[Date Prev][Date Next][Thread Prev][Thread Next][Date Index][Thread Index]
Re: [PATCH v22 0/9] Add ARMv8 RAS virtualization support in QEMU
From: |
gengdongjiu |
Subject: |
Re: [PATCH v22 0/9] Add ARMv8 RAS virtualization support in QEMU |
Date: |
Thu, 9 Jan 2020 11:38:00 +0800 |
User-agent: |
Mozilla/5.0 (Windows NT 6.1; WOW64; rv:52.0) Gecko/20100101 Thunderbird/52.3.0 |
1. How to enable this feature:
(a) In KVM mode: ./qemu-system-aarch64 --enable-kvm -cpu host --bios
QEMU_EFI.fd_new -machine virt,gic-version=3,ras,kernel-irqchip=on -smp 4
-nographic -kernel Image -append "rdinit=/init console=ttyAMA0 mem=512M
root=/dev/ram0" -initrd guestfs_new.cpio.gz
(b)In TCG mode: ./qemu-system-aarch64 -cpu cortex-a57 -bios QEMU_EFI.fd_new
-machine virt,gic-version=3,ras -smp 4 -nographic -kernel Image -append
"rdinit=/init console=ttyAMA0 mem=512M root=/dev/ram0 earlycon=pl011,0x9000000
rw" -initrd guestfs_new.cpio.gz
2. How to quickly test this series patches:
(a)hack some code as shown in [1].
(b) build and run the qemu: ./qemu-system-aarch64 -cpu cortex-a57 -bios
QEMU_EFI.fd_new -machine virt,gic-version=3,ras -smp 4 -nographic -kernel
Image -append "rdinit=/init console=ttyAMA0 mem=512M root=/dev/ram0
earlycon=pl011,0x9000000 rw" -initrd guestfs_new.cpio.gz
(c) find the process id(PID) of "qemu-system-aarch64": $ ps -aux | grep "qemu
(d) then send SIGBUS to qemu process: kill -s SIGBUS PID
[1]:
diff --git a/cpus.c b/cpus.c
index b472378b70..a0b67f5947 100644
--- a/cpus.c
+++ b/cpus.c
@@ -1087,6 +1087,8 @@ static void sigbus_reraise(void)

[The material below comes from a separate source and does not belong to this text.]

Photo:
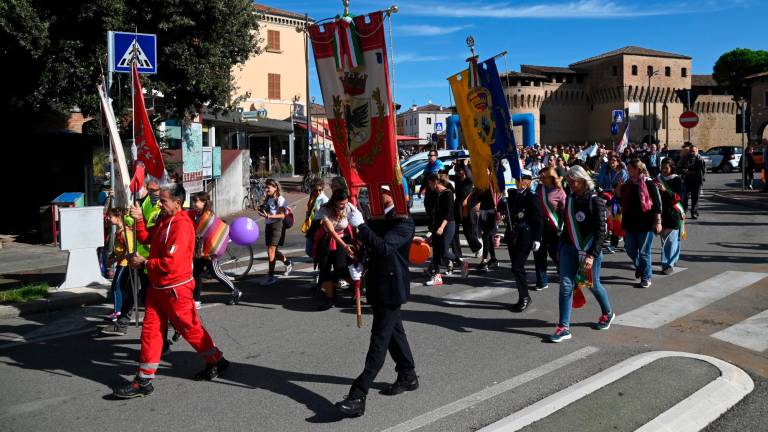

static void sigbus_handler(int n, siginfo_t *siginfo, void *ctx)
{
+ siginfo->si_code = BUS_MCEERR_AO;
+
if (siginfo->si_code != BUS_MCEERR_AO && siginfo->si_code !=
BUS_MCEERR_AR) {
sigbus_reraise();
}
diff --git a/target/arm/kvm64.c b/target/arm/kvm64.c
index f3b05c1977..03e8e20f4a 100644
--- a/target/arm/kvm64.c
+++ b/target/arm/kvm64.c
@@ -1323,17 +1323,23 @@ int kvm_arch_get_registers(CPUState *cs)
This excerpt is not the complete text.